Genetic mapping of putative Chrna7 and Luzp2 neuronal transcriptional enhancers due to impact of a transgene-insertion and 6.8 Mb deletion in a mouse model of Prader-Willi and Angelman syndromes -: art. no. 157

Background: Prader-Willi and Angelman syndrome (PWS and AS) patients typically have an similar to 5 Mb deletion of human chromosome 15q11-q13, of opposite parental origin. A mouse model of PWS and AS has a transgenic insertion-deletion (TgPWS/TgAS) of chromosome 7B/C subsequent to paternal or maternal inheritance, respectively. In this study, we define the deletion endpoints and examine the impact on expression of flanking genes. Results: Using molecular and cytological methods we demonstrate that 13 imprinted and 11 non-imprinted genes are included in the TgPWS/TgAS deletion. Normal expression levels were found in TgPWS brain for genes extending 9.1- or 5.6-Mb centromeric or telomeric of the deletion, respectively. Our molecular cytological studies map the proximal deletion breakpoint between the Luzp2 and Siglec-H loci, and we show that overall mRNA levels of Luzp2 in TgPWS and TgAS brain are significantly reduced by 17%. Intriguingly, 5' Chrna7 shows 1.7-fold decreased levels in TgPWS and TgAS brain whereas there is a >= 15-fold increase in expression in neonatal liver and spleen of these mouse models.
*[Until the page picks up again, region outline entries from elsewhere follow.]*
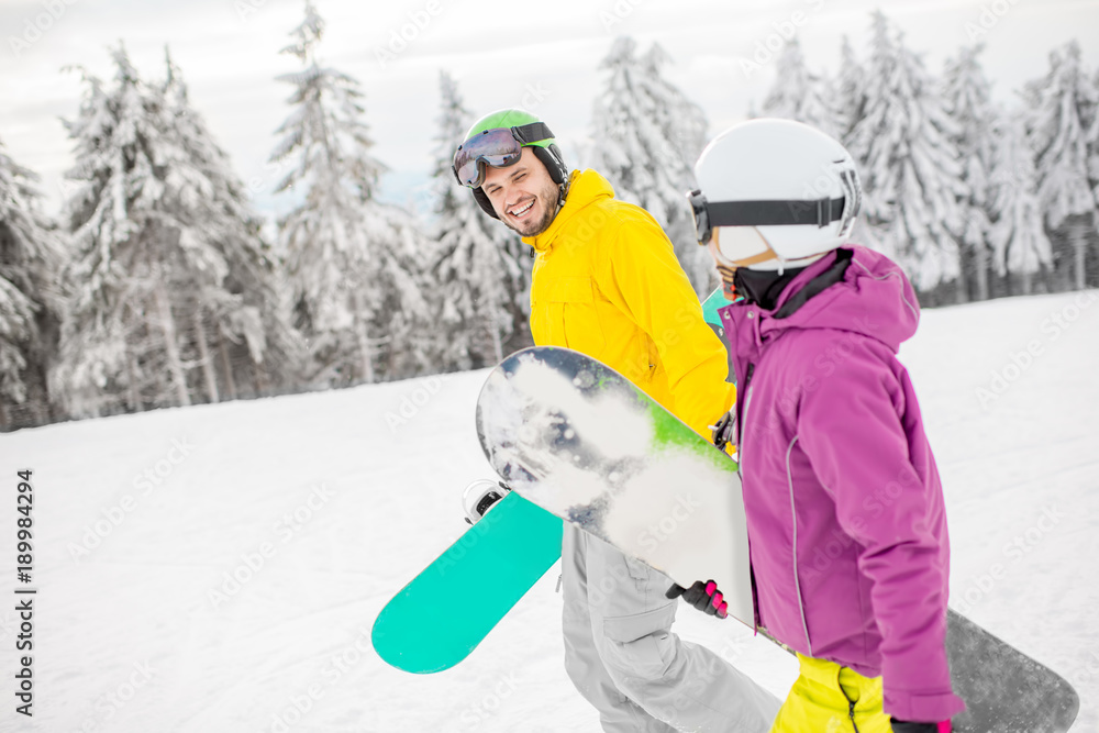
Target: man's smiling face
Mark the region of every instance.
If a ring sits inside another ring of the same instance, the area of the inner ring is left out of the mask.
[[[481,190],[496,215],[523,236],[537,236],[557,214],[557,184],[530,147],[507,168],[487,166]]]

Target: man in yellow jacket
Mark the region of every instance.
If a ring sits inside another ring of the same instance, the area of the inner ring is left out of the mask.
[[[599,359],[709,435],[734,397],[724,347],[653,216],[598,173],[569,173],[548,127],[521,110],[475,123],[454,173],[534,248],[534,342]],[[770,728],[777,698],[671,633],[665,576],[566,524],[562,584],[565,667],[604,731]]]

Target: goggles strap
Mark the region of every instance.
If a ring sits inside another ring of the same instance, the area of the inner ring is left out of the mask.
[[[553,133],[550,132],[550,127],[545,122],[531,122],[518,125],[511,129],[511,134],[514,135],[515,140],[518,140],[522,145],[540,143],[543,140],[550,140],[553,137]]]
[[[707,202],[710,226],[828,226],[843,218],[844,199],[815,201],[718,201]]]

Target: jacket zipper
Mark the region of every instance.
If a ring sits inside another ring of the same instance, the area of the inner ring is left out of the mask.
[[[840,692],[843,695],[844,699],[847,701],[847,717],[851,718],[851,726],[855,729],[855,733],[858,733],[858,725],[855,723],[855,701],[847,697],[847,690],[843,689],[843,685],[840,685],[839,677],[836,677],[835,684],[840,688]]]
[[[744,420],[748,417],[748,406],[752,403],[752,374],[755,371],[755,364],[748,363],[747,369],[744,370]],[[736,386],[740,389],[740,385]],[[741,485],[744,484],[744,420],[741,420],[741,415],[736,418],[736,473],[741,477]],[[759,633],[759,596],[756,592],[755,585],[755,568],[752,566],[752,560],[748,558],[748,573],[751,573],[752,579],[752,621],[754,622],[753,634]]]

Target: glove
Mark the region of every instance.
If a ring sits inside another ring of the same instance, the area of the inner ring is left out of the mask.
[[[718,584],[713,580],[707,580],[706,582],[696,580],[695,585],[690,588],[673,584],[668,588],[668,592],[664,593],[665,598],[679,598],[680,596],[702,613],[715,615],[719,619],[724,619],[728,615],[725,611],[728,603],[722,600],[722,592],[718,590]]]
[[[939,723],[910,723],[896,718],[889,719],[893,733],[951,733],[951,721]]]
[[[736,440],[736,413],[730,410],[721,415],[718,424],[710,425],[710,430],[713,431],[713,444],[724,451],[726,444]]]

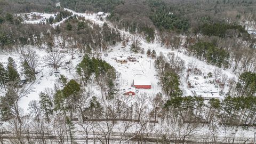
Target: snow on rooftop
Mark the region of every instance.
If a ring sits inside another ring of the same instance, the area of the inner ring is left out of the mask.
[[[220,97],[220,94],[217,92],[200,91],[195,92],[195,93],[196,95],[201,95],[204,98],[219,98]]]
[[[126,92],[133,92],[134,93],[135,93],[136,92],[136,89],[135,89],[134,87],[131,87],[129,89],[127,89],[126,91]]]
[[[127,57],[116,57],[116,60],[127,60]]]
[[[98,15],[102,15],[103,14],[104,14],[104,13],[102,12],[99,12],[97,13]]]
[[[134,85],[151,85],[151,82],[149,80],[134,79],[133,80]]]

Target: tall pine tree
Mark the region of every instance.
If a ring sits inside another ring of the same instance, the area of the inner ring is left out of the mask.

By isolating a Chrna7-Tg fusion transcript from TgAS mice, we mapped the telomeric deletion breakpoint in Chrna7 intron 4. Conclusion: Based on the extent of the deletion, TgPWS/TgAS mice are models for PWS/AS class I deletions. Other than for the first gene promoters immediately outside the deletion, since genes extending 5.6 - 9.1 Mb away from each end of the deletion show normal expression levels in TgPWS brain, this indicates that the transgene array does not induce silencing and there are no additional linked rearrangements. Using gene expression, non-coding conserved sequence (NCCS) and synteny data, we have genetically mapped a putative Luzp2 neuronal enhancer responsible for similar to 33% of allelic transcriptional activity. The Chrna7 results are explained by hypothesizing loss of an essential neuronal transcriptional enhancer required for similar to 80% of allelic Chrna7 promoter activity, while the Chrna7 promoter is upregulated in B lymphocytes by the transgene immunoglobulin enhancer. The mapping of a putative Chrna7 neuronal enhancer inside the deletion has significant implications for understanding the transcriptional regulation of this schizophrenia-susceptibility candidate gene.